In my last blog post I doled out travelling wisdom to my Auntie Madge, soon to visit Britain for the first time. Then I spoke of what TO do when travelling in Yorkshire and its environs. Now, I wish to warn you a little. Here is what NOT to do when visiting us across the pond.
Don’t let the weather stop you. Spring in Yorkshire is a beautiful time of year: crocuses and daffodils and narcissus everywhere. My first impression of England from the air was that it looked like a giant golf course. Grass so green it seemed fake and so many tiny cars zooming about. But all that floral splendour and greenery comes a cost and the cost is the weather. It’s unlikely to rain the entire fortnight you are here, Auntie, but at some point (unless the fates of nature or the gods of tourism favour you) you will encounter Weather. But do not let it stop you. If the British let Weather cancel their plans, an entire nation would grind to a halt. So, as comedian Billy Connolly says: “get yourself a sexy rain coat and live a little.”
Don’t expect service. If you have never watched Fawlty Towers this will mean nothing to you, but it’s one of my favourite observations of British culture from American comedian Greg Proops. “I used to think Fawlty Towers was a screwball comedy then I visited England and realised it was actually a hard-hitting documentary.” Mr Proops’ point is that service is not a priority in Britain the way it is in America. When I walk into a shop, no sales assistants eagerly descend, wait staff never greet me with beauty pageant grins and ask every ten minutes if all is well, and no exchange of good and/or services concludes with “have a nice day”. While this may not sound like a big deal, I assure you it does take some getting used to. In my entire time here I have only witnessed two Brits send food back to a restaurant kitchen, though many more have quietly complained and put up with unsatisfactory food. I have some theories as to why service is so poor in Britain but I will save that for a later post.
Don’t drink the coffee. England is a nation of tea drinkers. We may have embraced coffee culture to a certain extent, but unless you are at a Starbucks or Café Nero I would give your usual cup of Joe a miss in favour of a brew. Instant coffee. That’s what you find over here. Instant coffee. Oh you can get filter coffee, but unfortunately few people realise that coffee grounds, unlike tea leaves, do not require boiling water to release their full potential. Therein lies the difficulty in enjoying coffee on this side of the pond. My advice: when in Yorkshire, drink the bloody tea. Except when visiting my in-laws because their coffee is caffeinated nectar.

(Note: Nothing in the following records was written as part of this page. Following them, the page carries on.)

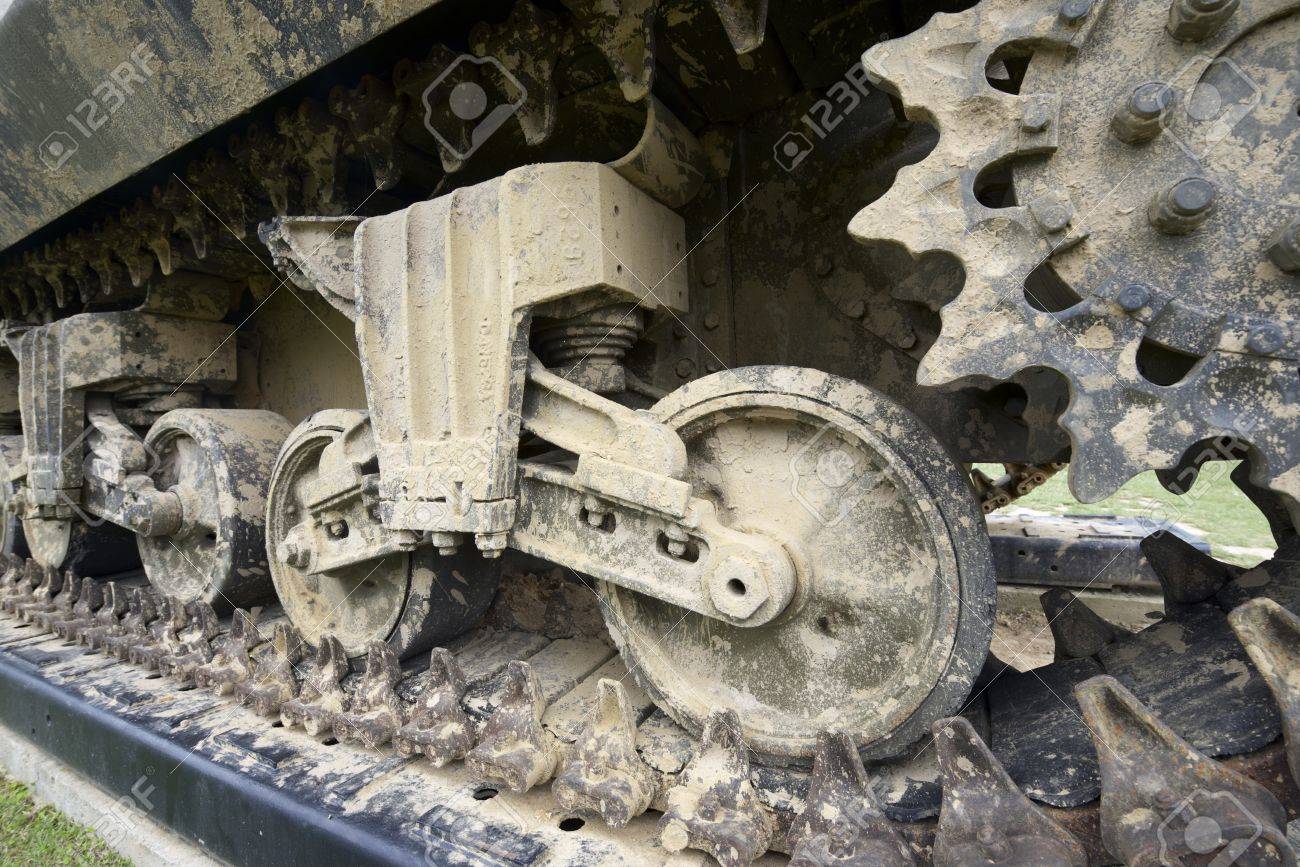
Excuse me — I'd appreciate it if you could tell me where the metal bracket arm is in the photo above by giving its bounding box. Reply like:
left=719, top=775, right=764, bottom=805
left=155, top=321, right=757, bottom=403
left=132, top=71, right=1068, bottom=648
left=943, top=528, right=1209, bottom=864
left=510, top=461, right=796, bottom=627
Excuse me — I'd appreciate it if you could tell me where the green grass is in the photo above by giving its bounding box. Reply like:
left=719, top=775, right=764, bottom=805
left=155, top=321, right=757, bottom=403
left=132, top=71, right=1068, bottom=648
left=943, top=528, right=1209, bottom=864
left=980, top=463, right=1274, bottom=565
left=0, top=776, right=131, bottom=867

Don’t forget the exchange rate. Currency will be your first concern when your plane lands. Most likely you will bring some British money with you but don’t worry if you don’t. Airports are full of cash machines all happy to eat up your Yankee dollars. And eat them they will. As I write this, the exchange rate actually is not too bad for a Yankee visiting the UK: 1.5 dollars to every pound. In the recent past this has been as high as 2.5 dollars to the pound. Even so, you need to keep calculating. It’s all too easy to slip and forget just how much you are spending. On that trip to Darbar I wrote about in the last post, I tipped the wait staff the equivalent of $20.00. In my defence I was new in town and slightly drunk.
Don’t be intimidated. For the first few months I lived here I kept a pretty low profile. If I was out on my own I spoke as little as possible because I didn’t want to draw attention to myself. Mostly this was due to the fact that every time I opened my mouth it began a thirty minute conversation (see previous post). It was a waste of time. Don’t be intimidated. Speak up, ask questions, bother people. The British may look a bit scary and I still think they lack a few essential facial muscles, but they’re a bit of all right really.